TeenTech holds event to inspire next generation of scientists, technologists and engineers

Over 500 year 8 and year 9 students descended on London’s Olympic Park for the TeenTech City event this week.TeenTech week

200 scientists, technologists and engineers gathered to showcase the rich and fulfilling careers available in science, technology, engineering and maths (Stem).

Challenges were set for the students by organisations such as Barclays, BBC, Cisco, National Grid, Atkins, JVC and Samsung.

Speaking at the event, founder of TeenTech, Maggie Philbin said: “There’s a huge amount of young talent all over the UK, and yet a generation still sits in the classroom convinced subjects like maths and physics are irrelevant. TeenTech City captures the imagination of those who at one time would have dismissed a career in science – allowing them to walk away with a real understanding of how they can make a difference to the world of tomorrow.

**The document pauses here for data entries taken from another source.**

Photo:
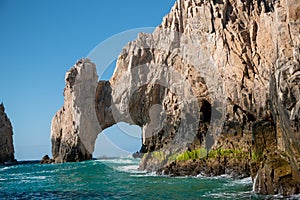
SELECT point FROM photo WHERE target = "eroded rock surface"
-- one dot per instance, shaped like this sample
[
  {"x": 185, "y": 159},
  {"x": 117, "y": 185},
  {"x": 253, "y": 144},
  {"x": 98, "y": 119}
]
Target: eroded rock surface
[
  {"x": 6, "y": 138},
  {"x": 218, "y": 75},
  {"x": 75, "y": 127}
]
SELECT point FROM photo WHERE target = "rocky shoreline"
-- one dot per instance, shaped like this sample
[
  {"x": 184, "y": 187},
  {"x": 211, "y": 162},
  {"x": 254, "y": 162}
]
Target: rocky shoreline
[{"x": 215, "y": 88}]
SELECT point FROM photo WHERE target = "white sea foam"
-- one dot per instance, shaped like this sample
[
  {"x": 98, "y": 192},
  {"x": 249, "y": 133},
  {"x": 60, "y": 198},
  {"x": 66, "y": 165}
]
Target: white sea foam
[
  {"x": 118, "y": 160},
  {"x": 130, "y": 169},
  {"x": 247, "y": 180}
]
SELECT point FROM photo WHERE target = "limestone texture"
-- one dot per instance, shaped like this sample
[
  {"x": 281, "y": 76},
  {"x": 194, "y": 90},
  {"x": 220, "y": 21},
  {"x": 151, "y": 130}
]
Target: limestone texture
[
  {"x": 6, "y": 138},
  {"x": 220, "y": 75}
]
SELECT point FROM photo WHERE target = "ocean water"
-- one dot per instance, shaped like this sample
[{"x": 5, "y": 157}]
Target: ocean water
[{"x": 113, "y": 179}]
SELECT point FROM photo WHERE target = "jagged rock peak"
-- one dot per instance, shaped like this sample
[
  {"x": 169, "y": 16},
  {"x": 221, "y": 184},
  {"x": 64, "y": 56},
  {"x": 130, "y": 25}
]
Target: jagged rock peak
[
  {"x": 6, "y": 138},
  {"x": 222, "y": 74},
  {"x": 76, "y": 124}
]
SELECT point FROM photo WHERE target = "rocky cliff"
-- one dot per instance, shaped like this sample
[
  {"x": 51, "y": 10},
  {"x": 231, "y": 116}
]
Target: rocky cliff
[
  {"x": 6, "y": 138},
  {"x": 215, "y": 89}
]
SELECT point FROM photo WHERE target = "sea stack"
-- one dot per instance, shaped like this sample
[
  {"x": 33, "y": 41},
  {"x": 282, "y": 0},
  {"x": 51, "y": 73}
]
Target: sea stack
[
  {"x": 215, "y": 89},
  {"x": 6, "y": 138}
]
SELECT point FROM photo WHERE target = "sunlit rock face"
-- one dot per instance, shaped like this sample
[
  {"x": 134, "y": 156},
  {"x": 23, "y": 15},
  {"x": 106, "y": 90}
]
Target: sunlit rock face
[
  {"x": 220, "y": 75},
  {"x": 75, "y": 127},
  {"x": 6, "y": 138}
]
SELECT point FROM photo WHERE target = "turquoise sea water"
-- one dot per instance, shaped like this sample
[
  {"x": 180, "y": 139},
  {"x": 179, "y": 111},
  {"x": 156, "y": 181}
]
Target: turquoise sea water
[{"x": 112, "y": 179}]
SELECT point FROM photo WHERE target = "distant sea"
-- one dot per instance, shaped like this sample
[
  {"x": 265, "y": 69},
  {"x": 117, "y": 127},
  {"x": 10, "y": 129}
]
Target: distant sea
[{"x": 116, "y": 178}]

“We owe a huge amount to the brilliant companies and universities who came together to make today an outstanding catalyst – helping students see how creative and exciting this contemporary industry can be."

Mark Boleat, policy chairman of the City of London Corporation, sponsors of the TeenTech City Event, said: “The capital is really leading the way when it comes to digital innovation, and in particular, financial technology. There are currently more FinTech employees in London and the southeast than the whole of California.

“To maintain our global position as the leading financial centre, it is vital to develop and maintain a high-skilled workforce. Events like this really help educate young people about careers in the technology and science sectors and hopefully inspire them to become the innovators of tomorrow.”

Ms Feione Cooper Art & Design Teacher at The Urswick School said: “Our school first participated in TeenTech in 2011 and ever since we have never looked back. STEM workshops are an opportunity to push the boundaries and create new initiatives in an explorative and exciting way – and the students leave thinking of different ways they can execute ideas collectively.”

The students were surveyed when they arrived at the event, with 57% saying they would consider a career in engineering. At the end of the event this figure had rose to 71%. Only seven per cent said they were considering an apprenticeship after school.